Ce qui n’ôte rien, par ailleurs, à l’héroïsme authentique dont avait fait preuve Maxwell pendant la guerre. Après avoir échappé à son « gardien manchot », il était parvenu à gagner la Grande-Bretagne via Belgrade, Beyrouth et Marseille. Trois semaines après le D-Day, il avait embarqué pour la France et il avait été promu officier après sa première bataille.
Maxwell — qui avait déjà, à ce moment-là, adopté une teinte d’accent anglais parfaite en écoutant les discours de Winston Churchill et qui se présentait dorénavant sous le nom typiquement British de Caporal suppléant Leslie Smith — devait recevoir la croix militaire pour avoir sauvé un régiment allié qui s’était fait piéger. Sa bravoure se mélangeait à une certaine cruauté : Ainsi, à une occasion, avait-il tué de sang-froid le maire d’une ville allemande pour étouffer toute résistance. Il avait, une autre fois, retourné sa mitrailleuse contre des soldats allemands qui s’étaient rendus.
Néanmoins, ce que Preston dépeint, chez Maxwell, comme un « flair naturel pour le subterfuge » – à l’âge de 23 ans, il avait déjà changé d’identité quatre fois – devait être clairement apprécié par ses supérieurs. Parlant couramment le français, l’allemand, l’anglais, le tchèque, le roumain et le yiddish, l’homme devait être envoyé à Paris, au mois d’octobre 1944, pour rassembler des renseignements sur un soulèvement communiste qui était alors redouté. Après la fin de la guerre, il avait été envoyé en Allemagne et, sur les ruines de Berlin, il avait mené des missions d’espionnage pour le compte des services de renseignement britanniques. Il avait aussi effectué des voyages sous couverture en Tchécoslovaquie, qui devaient se répéter pendant toutes les années 1940 et 1950.
La construction d’un empire des médias
Berlin et sa relation avec les services secrets britanniques devaient s’avérer ultérieurement être les deux fondations sur lesquelles Maxwell devait construire son empire médiatique. Par le biais de son travail avec les forces britanniques occupantes, Maxwell avait rencontré Ferdinand Springer, propriétaire de la maison d’édition Springer-Verlag. L’entreprise, qui avait été la plus importante maison d’édition de livres et de journaux scientifiques dans le monde, avait un grand nombre de publications en retard et il y avait, à cette époque, un public avide d’ouvrages universitaires internationaux – autant d’ouvrages dont il avait été privé pendant la guerre.
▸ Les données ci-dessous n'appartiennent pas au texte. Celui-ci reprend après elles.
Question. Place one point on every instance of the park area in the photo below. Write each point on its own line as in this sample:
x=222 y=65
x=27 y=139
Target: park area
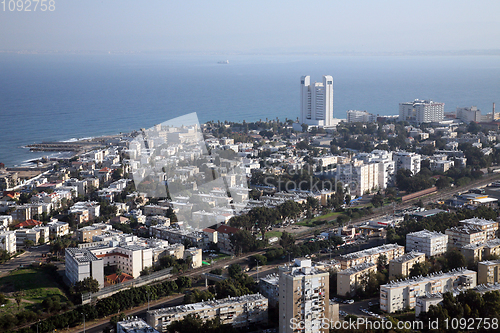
x=26 y=289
La malheur de Springer – qui était que les citoyens allemands avaient l’interdiction de procéder à d’importantes livraisons à l’étranger – avait été la chance de Maxwell. Après s’être assuré des droits de distribution dans le monde entier de cette multitude de livres en attente, le jeune homme de 24 ans avait organisé leur transport vers Londres, par chemin de fer et par camion. Les liquidités nécessaires pour cette opération logistique massive semblent avoir provenu, en grande partie, des services secrets britanniques – cela avait été la seule et unique fois, avait déclaré un responsable des renseignements après le décès de Maxwell, que le M-16 avait agi ainsi pour un entrepreneur. Toutefois, cela ne devait pas être la dernière occasion où les liens de Maxwell avec les services secrets devaient être utiles et profitables.
Pendant toutes les années 1950, le réseau commercial de Maxwell et son entreprise-amiral, Pergamon Press, avaient prospéré et s’étaient développés.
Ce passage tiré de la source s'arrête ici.